There’s also quite the primer on the history of magic here. Qifrey explains how, once upon a time, everyone simply knew how to use magic. This, of course, led to spells being developed so horrible that they defy description—the first application of any technology is warfare, after all—until one day, some banded together to put a stop to all this. Somehow—the details are left very vague—they cast a spell that wiped the memory of magic from all but a select few, leading to the current status quo. This is all told in a very broad-stroke way, but a way that’s believable within the series’ context. We are getting, more or less, the “official” version of things here, and we also detour into how Coco will have to pass a handful of trials before she’s considered a true witch and is permitted to enter the Tower of Tomes, the witches’ own Library of Alexandria, where she might perhaps discover the secret to rescuing her mother.
Qifrey also explains what separates permitted from forbidden magic.

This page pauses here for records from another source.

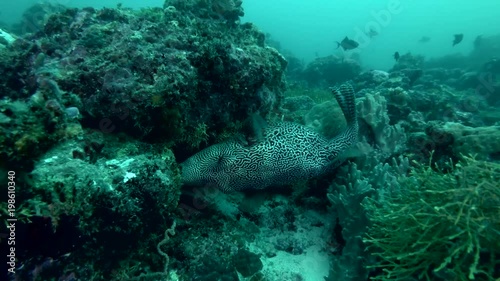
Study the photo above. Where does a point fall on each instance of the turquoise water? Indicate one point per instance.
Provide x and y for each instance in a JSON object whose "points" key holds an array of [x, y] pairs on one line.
{"points": [[310, 28]]}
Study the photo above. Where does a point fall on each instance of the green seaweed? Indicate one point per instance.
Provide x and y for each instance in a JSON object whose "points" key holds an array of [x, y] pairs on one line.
{"points": [[439, 226]]}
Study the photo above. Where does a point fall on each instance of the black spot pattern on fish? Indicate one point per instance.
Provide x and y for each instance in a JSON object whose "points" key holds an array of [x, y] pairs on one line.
{"points": [[288, 152]]}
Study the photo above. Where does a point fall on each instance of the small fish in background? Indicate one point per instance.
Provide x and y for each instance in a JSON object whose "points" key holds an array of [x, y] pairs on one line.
{"points": [[396, 56], [372, 33], [458, 39], [347, 44], [478, 41], [424, 39]]}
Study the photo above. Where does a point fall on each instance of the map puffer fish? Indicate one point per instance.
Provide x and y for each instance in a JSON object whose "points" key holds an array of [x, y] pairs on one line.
{"points": [[285, 153]]}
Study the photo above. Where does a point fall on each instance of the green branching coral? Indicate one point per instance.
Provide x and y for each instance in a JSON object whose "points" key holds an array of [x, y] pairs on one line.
{"points": [[439, 226]]}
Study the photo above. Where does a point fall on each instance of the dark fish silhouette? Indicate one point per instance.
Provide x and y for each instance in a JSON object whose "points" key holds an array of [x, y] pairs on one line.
{"points": [[478, 41], [458, 39], [396, 56], [424, 39], [372, 33], [347, 44]]}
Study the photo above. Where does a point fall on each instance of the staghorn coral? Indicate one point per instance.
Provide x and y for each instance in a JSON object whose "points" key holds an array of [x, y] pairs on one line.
{"points": [[439, 226]]}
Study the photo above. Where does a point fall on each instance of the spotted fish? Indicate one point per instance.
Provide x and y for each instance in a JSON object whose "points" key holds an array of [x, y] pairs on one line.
{"points": [[287, 152]]}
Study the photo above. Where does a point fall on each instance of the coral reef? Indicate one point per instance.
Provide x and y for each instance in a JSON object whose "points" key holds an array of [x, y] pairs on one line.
{"points": [[162, 73], [331, 70], [438, 226]]}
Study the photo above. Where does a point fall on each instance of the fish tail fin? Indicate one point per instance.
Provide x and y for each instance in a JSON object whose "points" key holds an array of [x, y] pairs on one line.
{"points": [[345, 98]]}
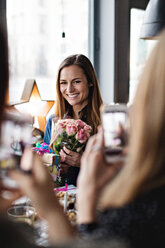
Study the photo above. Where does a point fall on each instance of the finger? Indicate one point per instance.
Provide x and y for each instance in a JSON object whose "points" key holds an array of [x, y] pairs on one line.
{"points": [[67, 151], [62, 155]]}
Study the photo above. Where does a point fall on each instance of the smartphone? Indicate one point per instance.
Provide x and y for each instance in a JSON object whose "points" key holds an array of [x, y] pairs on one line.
{"points": [[114, 119], [15, 136]]}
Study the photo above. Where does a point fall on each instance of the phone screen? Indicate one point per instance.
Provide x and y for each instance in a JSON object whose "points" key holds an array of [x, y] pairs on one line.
{"points": [[114, 119]]}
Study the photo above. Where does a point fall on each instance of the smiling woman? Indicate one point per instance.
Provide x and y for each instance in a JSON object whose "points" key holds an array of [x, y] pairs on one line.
{"points": [[74, 88], [78, 97]]}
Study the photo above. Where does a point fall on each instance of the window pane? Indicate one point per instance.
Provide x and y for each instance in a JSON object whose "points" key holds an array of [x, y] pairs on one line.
{"points": [[36, 45], [139, 50]]}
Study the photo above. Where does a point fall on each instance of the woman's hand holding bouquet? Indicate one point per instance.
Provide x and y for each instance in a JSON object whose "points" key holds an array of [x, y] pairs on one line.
{"points": [[69, 139]]}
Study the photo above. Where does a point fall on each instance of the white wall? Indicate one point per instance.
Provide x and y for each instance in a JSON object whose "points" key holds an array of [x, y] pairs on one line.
{"points": [[106, 71]]}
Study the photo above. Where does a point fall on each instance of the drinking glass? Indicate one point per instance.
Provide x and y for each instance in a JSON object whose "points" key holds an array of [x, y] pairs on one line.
{"points": [[15, 135]]}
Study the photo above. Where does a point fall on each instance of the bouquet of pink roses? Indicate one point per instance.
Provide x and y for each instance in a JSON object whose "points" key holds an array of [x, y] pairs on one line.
{"points": [[70, 133]]}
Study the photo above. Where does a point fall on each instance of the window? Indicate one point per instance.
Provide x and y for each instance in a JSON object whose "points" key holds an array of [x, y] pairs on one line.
{"points": [[139, 50], [36, 45]]}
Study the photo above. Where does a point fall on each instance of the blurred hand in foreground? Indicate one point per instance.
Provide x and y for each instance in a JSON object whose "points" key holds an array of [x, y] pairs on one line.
{"points": [[38, 186], [95, 173]]}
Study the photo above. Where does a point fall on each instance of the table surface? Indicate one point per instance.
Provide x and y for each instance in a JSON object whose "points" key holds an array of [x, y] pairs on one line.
{"points": [[40, 228]]}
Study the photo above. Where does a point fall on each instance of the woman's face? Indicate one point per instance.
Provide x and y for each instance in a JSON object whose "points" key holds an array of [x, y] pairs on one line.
{"points": [[74, 86]]}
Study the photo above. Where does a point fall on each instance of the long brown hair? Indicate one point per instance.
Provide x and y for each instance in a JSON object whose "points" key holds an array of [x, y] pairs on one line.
{"points": [[94, 98], [4, 69], [145, 168]]}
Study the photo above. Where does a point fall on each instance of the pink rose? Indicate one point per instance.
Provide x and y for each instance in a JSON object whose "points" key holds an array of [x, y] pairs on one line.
{"points": [[80, 124], [71, 129], [82, 136]]}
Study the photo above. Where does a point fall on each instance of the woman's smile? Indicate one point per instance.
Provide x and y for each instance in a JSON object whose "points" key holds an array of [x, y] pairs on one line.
{"points": [[74, 86]]}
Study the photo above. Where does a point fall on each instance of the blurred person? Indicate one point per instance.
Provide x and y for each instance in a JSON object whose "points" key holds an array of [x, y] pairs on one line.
{"points": [[78, 97], [39, 188], [133, 206]]}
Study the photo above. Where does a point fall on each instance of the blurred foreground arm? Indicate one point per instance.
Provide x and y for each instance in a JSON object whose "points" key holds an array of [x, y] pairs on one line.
{"points": [[95, 173], [39, 188]]}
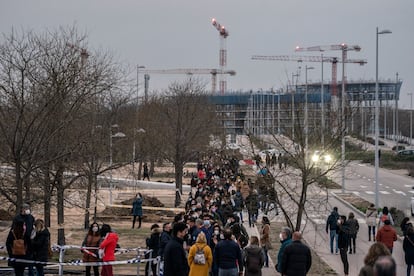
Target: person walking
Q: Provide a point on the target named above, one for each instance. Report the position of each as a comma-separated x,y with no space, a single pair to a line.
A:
41,244
17,233
175,257
146,172
107,248
297,258
137,210
353,231
253,258
331,229
285,237
200,257
265,239
343,242
228,256
153,243
408,246
375,251
371,220
92,239
387,235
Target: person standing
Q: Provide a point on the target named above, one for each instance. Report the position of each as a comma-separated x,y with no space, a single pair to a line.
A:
331,229
408,246
28,223
286,239
297,258
371,220
41,244
146,172
17,232
228,256
92,239
153,243
200,266
343,242
137,210
253,258
375,251
387,235
175,259
265,239
107,248
353,231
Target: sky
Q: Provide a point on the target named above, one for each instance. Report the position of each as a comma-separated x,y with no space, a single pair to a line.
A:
165,34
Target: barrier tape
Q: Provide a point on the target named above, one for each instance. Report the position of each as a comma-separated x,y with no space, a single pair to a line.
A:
81,263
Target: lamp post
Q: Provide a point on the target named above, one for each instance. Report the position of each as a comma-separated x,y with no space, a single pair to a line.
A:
306,108
133,140
411,116
111,136
377,115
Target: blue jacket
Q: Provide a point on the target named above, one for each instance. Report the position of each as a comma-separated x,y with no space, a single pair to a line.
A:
137,207
227,252
280,254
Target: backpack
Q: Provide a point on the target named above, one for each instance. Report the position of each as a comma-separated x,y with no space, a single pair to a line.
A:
253,264
18,248
199,257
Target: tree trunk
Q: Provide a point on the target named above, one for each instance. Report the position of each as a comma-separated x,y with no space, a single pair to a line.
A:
60,206
88,200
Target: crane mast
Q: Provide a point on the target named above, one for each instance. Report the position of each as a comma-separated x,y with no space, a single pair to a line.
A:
222,54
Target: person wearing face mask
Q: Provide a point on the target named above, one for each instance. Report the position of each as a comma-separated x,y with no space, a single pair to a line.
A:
90,252
28,223
286,239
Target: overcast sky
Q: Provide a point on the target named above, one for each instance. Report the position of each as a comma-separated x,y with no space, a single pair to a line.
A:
162,34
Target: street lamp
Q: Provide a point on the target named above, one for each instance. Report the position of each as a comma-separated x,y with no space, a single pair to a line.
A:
411,116
133,140
111,136
306,107
377,115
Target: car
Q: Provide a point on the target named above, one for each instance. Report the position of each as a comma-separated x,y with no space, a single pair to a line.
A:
406,152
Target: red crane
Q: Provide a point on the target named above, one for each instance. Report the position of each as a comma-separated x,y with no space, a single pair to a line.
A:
222,54
333,60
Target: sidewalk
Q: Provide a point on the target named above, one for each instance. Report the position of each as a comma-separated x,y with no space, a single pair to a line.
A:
318,240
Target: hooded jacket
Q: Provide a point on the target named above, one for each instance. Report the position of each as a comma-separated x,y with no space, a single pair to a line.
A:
109,245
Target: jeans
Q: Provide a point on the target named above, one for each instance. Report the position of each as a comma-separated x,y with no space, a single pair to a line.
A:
344,259
228,272
333,235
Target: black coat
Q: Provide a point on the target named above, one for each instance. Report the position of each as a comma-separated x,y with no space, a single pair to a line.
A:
41,245
175,259
296,259
408,246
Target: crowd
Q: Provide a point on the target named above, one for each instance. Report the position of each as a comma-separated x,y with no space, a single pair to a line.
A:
343,232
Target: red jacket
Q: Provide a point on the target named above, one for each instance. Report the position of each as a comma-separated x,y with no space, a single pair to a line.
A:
387,235
109,245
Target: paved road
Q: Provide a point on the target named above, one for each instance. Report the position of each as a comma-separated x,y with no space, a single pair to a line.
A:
395,188
316,237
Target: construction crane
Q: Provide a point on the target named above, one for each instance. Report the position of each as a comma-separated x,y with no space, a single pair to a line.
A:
193,71
222,54
333,60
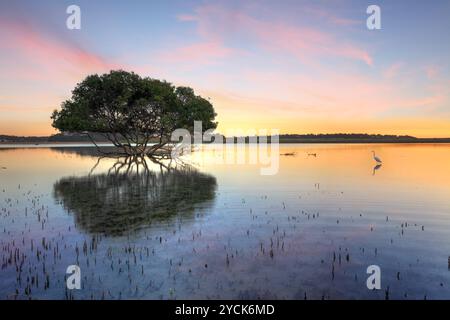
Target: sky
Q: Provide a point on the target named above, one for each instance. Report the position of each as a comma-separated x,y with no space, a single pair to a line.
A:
292,65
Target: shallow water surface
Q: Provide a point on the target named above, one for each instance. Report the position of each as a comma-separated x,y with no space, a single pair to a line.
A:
225,231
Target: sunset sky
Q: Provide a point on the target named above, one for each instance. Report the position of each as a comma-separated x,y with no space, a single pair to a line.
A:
297,66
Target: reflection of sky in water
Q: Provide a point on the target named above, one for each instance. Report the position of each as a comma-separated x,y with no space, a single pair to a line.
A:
243,236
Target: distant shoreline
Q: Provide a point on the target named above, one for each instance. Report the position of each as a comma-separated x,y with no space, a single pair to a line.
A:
286,141
338,138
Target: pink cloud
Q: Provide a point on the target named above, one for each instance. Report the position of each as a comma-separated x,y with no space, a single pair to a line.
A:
198,53
46,57
218,23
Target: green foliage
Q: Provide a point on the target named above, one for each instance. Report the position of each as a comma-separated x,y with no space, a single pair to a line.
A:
124,104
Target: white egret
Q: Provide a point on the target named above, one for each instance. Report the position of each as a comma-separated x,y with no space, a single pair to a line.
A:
376,158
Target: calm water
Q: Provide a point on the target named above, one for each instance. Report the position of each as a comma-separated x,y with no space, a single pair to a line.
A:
225,231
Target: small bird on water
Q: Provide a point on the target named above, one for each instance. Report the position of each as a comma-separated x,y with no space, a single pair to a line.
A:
376,158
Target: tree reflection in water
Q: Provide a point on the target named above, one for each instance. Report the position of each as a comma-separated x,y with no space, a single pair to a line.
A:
127,199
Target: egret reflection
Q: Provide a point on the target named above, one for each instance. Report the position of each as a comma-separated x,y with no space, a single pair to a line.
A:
118,202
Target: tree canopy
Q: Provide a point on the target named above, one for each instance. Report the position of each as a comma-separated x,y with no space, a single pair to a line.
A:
132,111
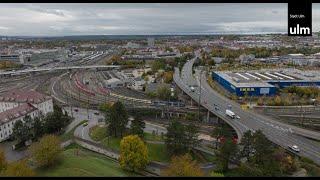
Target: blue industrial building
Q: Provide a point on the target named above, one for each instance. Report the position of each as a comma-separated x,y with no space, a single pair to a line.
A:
262,83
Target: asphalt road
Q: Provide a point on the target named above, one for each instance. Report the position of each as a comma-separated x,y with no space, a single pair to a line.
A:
281,134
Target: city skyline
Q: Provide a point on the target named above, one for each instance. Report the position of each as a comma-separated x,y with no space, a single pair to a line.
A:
144,19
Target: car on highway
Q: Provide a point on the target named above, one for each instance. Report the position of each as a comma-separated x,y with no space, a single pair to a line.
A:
294,148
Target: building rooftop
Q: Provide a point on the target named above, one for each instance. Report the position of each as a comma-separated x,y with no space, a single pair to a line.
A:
16,112
30,96
261,78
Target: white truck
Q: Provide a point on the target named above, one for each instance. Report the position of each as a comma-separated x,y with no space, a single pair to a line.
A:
230,113
191,88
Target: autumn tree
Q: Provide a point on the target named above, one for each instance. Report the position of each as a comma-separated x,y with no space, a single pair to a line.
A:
221,131
133,153
246,145
163,92
175,139
183,166
216,174
19,168
117,120
180,139
227,153
46,151
137,126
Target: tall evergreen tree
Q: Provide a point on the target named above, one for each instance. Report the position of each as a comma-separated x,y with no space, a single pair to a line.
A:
137,126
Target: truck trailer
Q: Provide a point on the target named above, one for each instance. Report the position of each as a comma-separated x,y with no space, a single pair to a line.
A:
230,113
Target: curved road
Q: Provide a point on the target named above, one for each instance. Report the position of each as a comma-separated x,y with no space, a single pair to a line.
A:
279,133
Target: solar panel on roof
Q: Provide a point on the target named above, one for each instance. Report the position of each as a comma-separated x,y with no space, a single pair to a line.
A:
277,77
263,76
253,76
284,75
246,78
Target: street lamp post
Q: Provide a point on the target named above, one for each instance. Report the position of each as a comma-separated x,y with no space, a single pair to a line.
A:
199,96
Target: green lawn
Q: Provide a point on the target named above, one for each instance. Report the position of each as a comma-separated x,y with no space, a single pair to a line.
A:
157,152
69,135
151,137
112,142
86,163
98,133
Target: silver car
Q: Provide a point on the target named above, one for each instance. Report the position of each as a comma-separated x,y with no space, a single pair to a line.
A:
294,148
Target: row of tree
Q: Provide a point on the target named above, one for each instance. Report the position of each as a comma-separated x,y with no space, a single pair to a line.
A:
32,129
255,155
44,153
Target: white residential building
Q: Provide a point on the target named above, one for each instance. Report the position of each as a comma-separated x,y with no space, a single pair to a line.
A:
17,104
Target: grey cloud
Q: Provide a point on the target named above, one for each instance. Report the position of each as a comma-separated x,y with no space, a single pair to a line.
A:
77,19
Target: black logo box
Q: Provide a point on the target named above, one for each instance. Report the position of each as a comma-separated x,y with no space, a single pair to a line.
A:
300,18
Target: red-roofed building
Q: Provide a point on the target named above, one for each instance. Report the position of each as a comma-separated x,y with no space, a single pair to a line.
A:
15,105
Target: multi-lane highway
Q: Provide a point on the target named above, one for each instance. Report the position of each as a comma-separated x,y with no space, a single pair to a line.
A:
279,133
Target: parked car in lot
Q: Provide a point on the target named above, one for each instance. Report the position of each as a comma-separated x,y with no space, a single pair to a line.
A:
294,148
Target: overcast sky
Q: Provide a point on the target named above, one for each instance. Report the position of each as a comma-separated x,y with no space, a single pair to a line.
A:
117,19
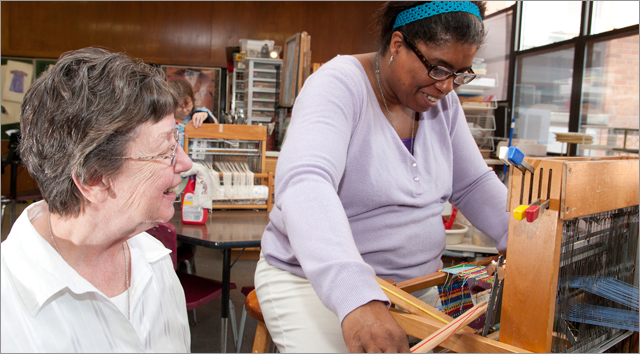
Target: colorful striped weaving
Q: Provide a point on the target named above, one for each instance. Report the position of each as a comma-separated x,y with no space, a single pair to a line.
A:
455,293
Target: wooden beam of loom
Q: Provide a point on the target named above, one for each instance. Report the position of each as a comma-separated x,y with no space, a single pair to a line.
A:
577,187
461,342
421,324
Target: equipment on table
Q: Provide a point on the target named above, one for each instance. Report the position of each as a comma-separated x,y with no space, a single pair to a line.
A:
235,154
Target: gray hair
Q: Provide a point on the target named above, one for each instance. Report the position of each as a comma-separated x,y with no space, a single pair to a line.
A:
81,114
438,30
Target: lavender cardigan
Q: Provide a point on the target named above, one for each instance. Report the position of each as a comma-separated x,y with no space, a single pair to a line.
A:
352,202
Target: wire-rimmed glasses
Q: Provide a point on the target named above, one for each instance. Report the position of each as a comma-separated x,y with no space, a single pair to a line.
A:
437,72
174,153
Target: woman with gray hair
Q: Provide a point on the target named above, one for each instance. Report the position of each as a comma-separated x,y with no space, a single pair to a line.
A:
78,271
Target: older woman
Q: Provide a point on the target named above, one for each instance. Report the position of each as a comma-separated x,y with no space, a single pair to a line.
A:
377,143
78,271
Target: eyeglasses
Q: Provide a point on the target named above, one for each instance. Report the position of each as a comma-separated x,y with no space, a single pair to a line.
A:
439,73
174,153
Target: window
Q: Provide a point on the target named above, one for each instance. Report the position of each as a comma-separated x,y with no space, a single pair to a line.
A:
496,51
542,97
609,15
572,73
610,96
546,22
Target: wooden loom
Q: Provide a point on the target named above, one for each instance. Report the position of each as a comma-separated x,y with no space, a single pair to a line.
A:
574,187
248,134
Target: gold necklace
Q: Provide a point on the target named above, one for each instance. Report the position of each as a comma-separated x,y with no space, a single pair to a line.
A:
413,123
126,266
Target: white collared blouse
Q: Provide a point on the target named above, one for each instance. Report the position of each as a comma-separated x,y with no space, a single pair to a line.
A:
48,307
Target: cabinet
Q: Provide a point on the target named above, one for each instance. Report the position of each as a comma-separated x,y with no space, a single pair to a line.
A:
261,89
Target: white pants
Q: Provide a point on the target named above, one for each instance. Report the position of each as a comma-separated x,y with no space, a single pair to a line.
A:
296,318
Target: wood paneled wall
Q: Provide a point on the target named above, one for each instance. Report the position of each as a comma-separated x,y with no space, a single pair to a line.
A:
184,33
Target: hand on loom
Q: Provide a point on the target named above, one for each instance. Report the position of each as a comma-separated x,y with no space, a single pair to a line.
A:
372,329
199,118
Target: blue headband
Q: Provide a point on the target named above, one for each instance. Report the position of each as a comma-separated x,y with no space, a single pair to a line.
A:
434,8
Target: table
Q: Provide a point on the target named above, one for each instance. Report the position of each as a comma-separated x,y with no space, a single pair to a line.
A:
224,230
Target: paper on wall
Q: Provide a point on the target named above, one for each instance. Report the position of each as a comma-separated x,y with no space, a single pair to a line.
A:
12,109
18,80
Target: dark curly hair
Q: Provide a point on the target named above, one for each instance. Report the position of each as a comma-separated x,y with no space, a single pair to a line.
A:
438,30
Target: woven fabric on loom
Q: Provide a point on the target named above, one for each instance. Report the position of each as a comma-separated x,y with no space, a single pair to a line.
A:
455,293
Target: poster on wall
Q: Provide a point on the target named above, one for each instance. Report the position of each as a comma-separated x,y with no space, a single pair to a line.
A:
17,82
204,81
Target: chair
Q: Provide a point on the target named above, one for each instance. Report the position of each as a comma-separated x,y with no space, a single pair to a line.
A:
246,290
262,339
197,290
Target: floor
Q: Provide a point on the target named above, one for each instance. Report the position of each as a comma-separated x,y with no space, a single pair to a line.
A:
206,335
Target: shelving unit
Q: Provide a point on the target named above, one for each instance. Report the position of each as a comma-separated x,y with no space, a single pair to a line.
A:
260,89
233,143
237,90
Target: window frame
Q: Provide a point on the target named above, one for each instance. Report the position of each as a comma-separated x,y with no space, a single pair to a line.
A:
579,44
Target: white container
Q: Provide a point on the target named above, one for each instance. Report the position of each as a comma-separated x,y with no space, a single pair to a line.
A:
253,48
456,234
479,238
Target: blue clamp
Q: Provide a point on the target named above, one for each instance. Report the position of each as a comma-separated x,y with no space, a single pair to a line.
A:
516,157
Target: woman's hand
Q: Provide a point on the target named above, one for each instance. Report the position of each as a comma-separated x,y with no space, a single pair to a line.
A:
198,118
372,329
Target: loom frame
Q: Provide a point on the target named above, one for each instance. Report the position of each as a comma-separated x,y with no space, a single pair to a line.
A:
579,186
236,132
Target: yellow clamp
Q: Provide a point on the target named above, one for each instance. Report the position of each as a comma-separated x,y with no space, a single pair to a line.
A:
519,212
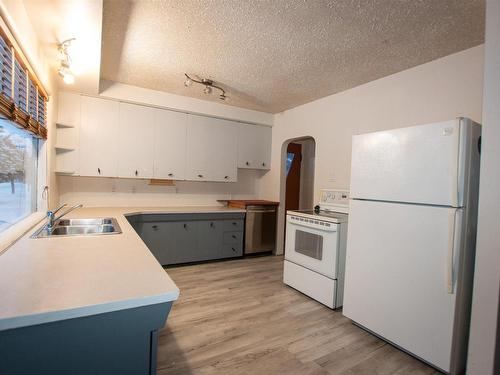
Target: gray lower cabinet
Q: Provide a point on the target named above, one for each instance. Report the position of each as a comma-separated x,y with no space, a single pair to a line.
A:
186,238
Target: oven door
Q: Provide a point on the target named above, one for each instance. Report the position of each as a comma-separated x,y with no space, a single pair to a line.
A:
312,247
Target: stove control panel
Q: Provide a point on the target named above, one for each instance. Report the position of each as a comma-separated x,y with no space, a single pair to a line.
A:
336,200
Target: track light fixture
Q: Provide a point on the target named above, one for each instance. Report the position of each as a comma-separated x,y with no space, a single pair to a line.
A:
209,86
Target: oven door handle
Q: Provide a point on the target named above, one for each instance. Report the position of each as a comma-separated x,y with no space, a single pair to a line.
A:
261,211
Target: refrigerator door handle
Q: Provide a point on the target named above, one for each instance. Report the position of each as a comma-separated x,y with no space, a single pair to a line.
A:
454,233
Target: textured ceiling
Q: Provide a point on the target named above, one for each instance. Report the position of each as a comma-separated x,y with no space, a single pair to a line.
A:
277,54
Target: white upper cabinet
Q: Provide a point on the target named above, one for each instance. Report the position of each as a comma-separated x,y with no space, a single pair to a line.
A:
169,145
98,137
108,138
254,146
211,149
135,141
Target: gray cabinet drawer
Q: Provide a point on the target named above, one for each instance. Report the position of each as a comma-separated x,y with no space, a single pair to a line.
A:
233,237
232,250
234,225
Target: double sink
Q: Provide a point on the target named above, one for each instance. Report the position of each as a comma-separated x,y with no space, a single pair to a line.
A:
79,227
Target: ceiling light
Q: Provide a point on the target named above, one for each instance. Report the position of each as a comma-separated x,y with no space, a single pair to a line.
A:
209,86
65,62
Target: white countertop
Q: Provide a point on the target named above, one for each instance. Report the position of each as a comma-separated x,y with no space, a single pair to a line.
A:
49,279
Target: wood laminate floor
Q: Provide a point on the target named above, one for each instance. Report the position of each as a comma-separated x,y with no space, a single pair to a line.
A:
237,317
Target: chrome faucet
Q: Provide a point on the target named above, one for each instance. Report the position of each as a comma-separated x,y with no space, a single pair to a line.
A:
51,219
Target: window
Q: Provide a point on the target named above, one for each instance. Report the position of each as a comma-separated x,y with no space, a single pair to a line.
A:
18,174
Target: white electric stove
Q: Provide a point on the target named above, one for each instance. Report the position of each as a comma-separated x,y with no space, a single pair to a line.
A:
315,247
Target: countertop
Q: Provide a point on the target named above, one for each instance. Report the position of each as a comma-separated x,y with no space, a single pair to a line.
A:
243,203
49,279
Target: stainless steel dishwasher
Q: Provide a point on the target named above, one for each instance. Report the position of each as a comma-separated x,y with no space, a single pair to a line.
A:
260,229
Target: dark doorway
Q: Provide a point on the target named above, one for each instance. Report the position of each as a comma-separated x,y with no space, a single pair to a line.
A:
293,163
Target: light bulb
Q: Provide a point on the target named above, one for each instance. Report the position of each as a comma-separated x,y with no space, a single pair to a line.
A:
69,79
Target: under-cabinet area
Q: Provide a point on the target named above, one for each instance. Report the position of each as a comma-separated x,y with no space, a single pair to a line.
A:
97,137
191,237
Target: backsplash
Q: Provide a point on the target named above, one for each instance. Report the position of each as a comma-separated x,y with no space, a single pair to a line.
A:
115,192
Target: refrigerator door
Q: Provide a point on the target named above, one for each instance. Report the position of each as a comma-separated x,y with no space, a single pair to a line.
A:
401,275
419,164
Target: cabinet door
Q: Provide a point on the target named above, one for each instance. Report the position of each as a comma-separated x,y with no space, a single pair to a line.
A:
254,146
210,239
170,145
98,135
211,149
156,236
199,146
182,242
224,151
135,141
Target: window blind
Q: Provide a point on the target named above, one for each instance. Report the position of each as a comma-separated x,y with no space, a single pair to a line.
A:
6,68
32,100
20,87
23,99
41,110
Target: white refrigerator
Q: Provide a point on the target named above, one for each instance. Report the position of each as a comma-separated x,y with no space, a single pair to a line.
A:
411,238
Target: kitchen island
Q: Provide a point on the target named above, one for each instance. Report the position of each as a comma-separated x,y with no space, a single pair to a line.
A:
85,304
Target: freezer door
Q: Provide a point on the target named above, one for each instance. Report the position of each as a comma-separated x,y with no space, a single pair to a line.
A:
419,164
401,275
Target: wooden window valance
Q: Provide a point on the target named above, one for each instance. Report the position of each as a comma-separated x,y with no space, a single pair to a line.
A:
23,99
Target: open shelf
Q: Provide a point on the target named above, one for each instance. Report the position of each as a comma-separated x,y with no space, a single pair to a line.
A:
65,172
63,126
64,148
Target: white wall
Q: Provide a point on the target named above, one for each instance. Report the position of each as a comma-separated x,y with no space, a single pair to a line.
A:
439,90
162,99
485,309
138,193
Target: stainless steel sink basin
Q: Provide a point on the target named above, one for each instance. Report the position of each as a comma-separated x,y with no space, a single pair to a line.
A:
80,227
100,221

The short version? Anything cast on the body, other than the spell to erase memories to keep the secret, is forbidden. This means nothing that can harm another person, certainly, but it also means no teleportation, no direct flight, not even healing magic like we might find in so many other fantasy settings. Again, we come to contradictions. It is immediately obvious why anyone would want to keep things this strict and this simple, but it’s also obvious why some might object to this. So far in this narrative, no one does, but the very fact that this magic is “forbidden” as opposed to simply “lost” all but tells us outright that some do.
Whatever that may eventually entail, this is also a rather domestic episode. We also meet Qifrey’s three other students here, carefree and energetic Tetia [Haruki Kurumi], who is the first to greet Coco and does so with open arms, the coolheaded and somewhat detached Richeh [Tsukishiro Hika], who we learn perhaps the least about here, and finally, most importantly, there’s Agott [Yamamura Hibiku].
Agott, serious, disciplined, with inkstained fingers, makes herself immediately known as Coco’s foil. Coco, despite the harrowing experience of accidentally petrifying her home and mother, is still bright-eyed about the prospect of learning magic and is, in some sense, perhaps even naively optimistic about her own ability to reverse her mother’s fate. Agott, like all of Qifrey’s other students, has heard rumors of an Outsider who enacted a forbidden spell and is now being taken in as a witch. Unlike Tetia and Richeh, she is very blunt about how this has colored her perception of Coco; she thinks there’s essentially no chance that she’ll ever see her mother again, and she doesn’t think she’ll ever be a proper peer of Agott herself or the other girls in the atelier.
Whether or not that’s true remains to be seen. The very day after taking in his new apprentice, Qifrey heads off to attend to business at the ‘Great Hall’—whatever that may be the domain of knowledge of manga readers alone, for the time being—and Agott promptly challenges Coco to a test, presumably of her own design. Whatever awaits Coco, it is unlikely that Agott’s skepticism is the last, or most dangerous, thing she will have to face.